Y de los protagonistas más importantes de la aventura, pocos existen más vivos, más reales, que el que creó Dumas, el trágico y luego cruel y luego patético Dantés, una figura contradictoria que en su lucha contra el destino que cree que le ha impuesto Dios (aunque luego deje de creer en él), acaba creyéndose por encima de él, y capaz de desafiar sus reglas mortales. ¿Qué existe más humano y doloroso que eso? Yo creo que nada. Y cuando Park Chan-Wook elaboró su ‘Old Boy’, y le encerró, por motivos desconocidos, durante catorce años, tenía muy presente a Edmundo Dantés, aunque su peripecia vital fuera, en verdad, muy diferente.
Y aunque admiro sin límites a Gerard Depardieu, y creo que su televisivo Edmundo fue bastante bueno, opino que el Dantés de Caviezel es, por el momento, el más cercano al que se puede imaginar el lector cuando lee la novela, y esto por varias razones. La primera es que a pesar de ser norteamericano, Jim Caviezel parece italiano, español o francés, pero siempre de piel mediterránea, con esa piel bronceada y esos intensos ojos azules. La segunda es su personalidad, pues de Caviezel parece emanar una energía casi mística (que le llevó a encarnar al Jesús de Gibson, o al inolvidable Witt de ‘La delgada línea roja’) muy apropiada al rol de Dantés. Y la tercera es que es un intérprete que, como ha demostrado otras veces, puede corporeizar tanto la bondad infinita como la crueldad sin límites.

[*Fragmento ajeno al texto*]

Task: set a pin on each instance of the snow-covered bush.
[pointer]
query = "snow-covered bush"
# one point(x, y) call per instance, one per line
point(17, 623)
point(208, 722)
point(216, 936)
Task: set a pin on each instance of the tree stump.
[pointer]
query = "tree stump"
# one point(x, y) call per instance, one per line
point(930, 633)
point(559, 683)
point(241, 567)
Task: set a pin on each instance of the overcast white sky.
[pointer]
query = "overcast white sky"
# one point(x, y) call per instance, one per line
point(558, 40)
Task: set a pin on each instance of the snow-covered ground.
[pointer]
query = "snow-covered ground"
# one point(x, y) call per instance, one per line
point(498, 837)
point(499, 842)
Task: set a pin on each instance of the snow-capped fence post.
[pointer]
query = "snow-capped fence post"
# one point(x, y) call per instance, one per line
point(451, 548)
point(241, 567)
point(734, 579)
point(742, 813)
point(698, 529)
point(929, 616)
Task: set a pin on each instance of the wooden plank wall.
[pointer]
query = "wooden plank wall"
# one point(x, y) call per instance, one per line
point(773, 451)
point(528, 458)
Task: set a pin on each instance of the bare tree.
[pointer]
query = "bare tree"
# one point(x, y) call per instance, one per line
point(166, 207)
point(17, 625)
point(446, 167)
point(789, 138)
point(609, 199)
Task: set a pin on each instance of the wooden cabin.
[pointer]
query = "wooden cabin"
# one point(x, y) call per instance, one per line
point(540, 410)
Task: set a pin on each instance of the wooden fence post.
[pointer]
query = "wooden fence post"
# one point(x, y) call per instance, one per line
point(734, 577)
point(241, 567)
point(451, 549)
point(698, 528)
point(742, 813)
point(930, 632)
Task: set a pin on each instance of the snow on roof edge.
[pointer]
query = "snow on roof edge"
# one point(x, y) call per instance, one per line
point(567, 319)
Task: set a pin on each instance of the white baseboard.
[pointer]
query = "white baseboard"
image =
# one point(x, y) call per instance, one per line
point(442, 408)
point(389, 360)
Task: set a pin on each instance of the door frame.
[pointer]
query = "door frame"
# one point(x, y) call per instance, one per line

La adaptación de 2002 es bastante interesante. Dirigida por Kevin Reynolds, un artesano más que digno, y siempre poco valorado, responsable de las apreciables ‘Rapa-Nui’ o ‘Waterworld’ (también de la infumable ‘Robin Hood’ de Costner, es cierto), este Montecristo es muy fiel a la novela hasta que Edmundo se topa con los piratas, e incluso hasta que encuentra por fin el tesoro oculto de la isla. A partir de ahí ignora de manera evidente la novela, y eso no es lo malo, si no que lo sustituye por un desarrollo poco trabajado. Con todo, no es nada desdeñable. El diseño de producción es magnífico, y el reparto está bien ensamblado. Guy Pearce es un buen Fernando Mondego, y Richard Harris es el perfecto abate Faria. Se percibe el ambiente de mar de Marsella de manera sensacional, así como la opresión del castillo de If.
Sin embargo la película pedía más, por lo menos una hora más, de metraje. En ella debe contarse el regreso fantasmagórico del conde a Marsella, la sorpresa de volver a ver al Faraón (el buque insignia de su antiguo armador), la enrevesada trama de araña que envuelve a Danglars, Mondego y Villefort tantos años después. Sin todo eso, que Dumas (con su fiel y siempre ensombrecido escudero Maquet) elaboró con tanta paciencia y minuciosidad, es imposible percibir la lucha interna entre la luz y la oscuridad que debe acometer Dantés, y con la que debe también sufrir el espectador, removido hasta lo más profundo de su alma. Y si la película dura cuatro horas, que así sea, nadie va a protestar. ¿Se nota mucho que esta sería la película que yo haría si algún día pudiera dirigir una?
Reynolds hace lo que puede con lo que tiene, y lo hace bastante bien. Como antes lo hicieron Josée Dayan, David Greene, Robert Vernay, Claude Autant-Lara, Roberto Gavaldón y Chano Urueta, o incluso Luigi Maggi. Si David O’Selznick se empeñó con cierta novela de Margaret Mitchell, y aquello pasó a la historia, bien se lo merece Dantés, creo yo.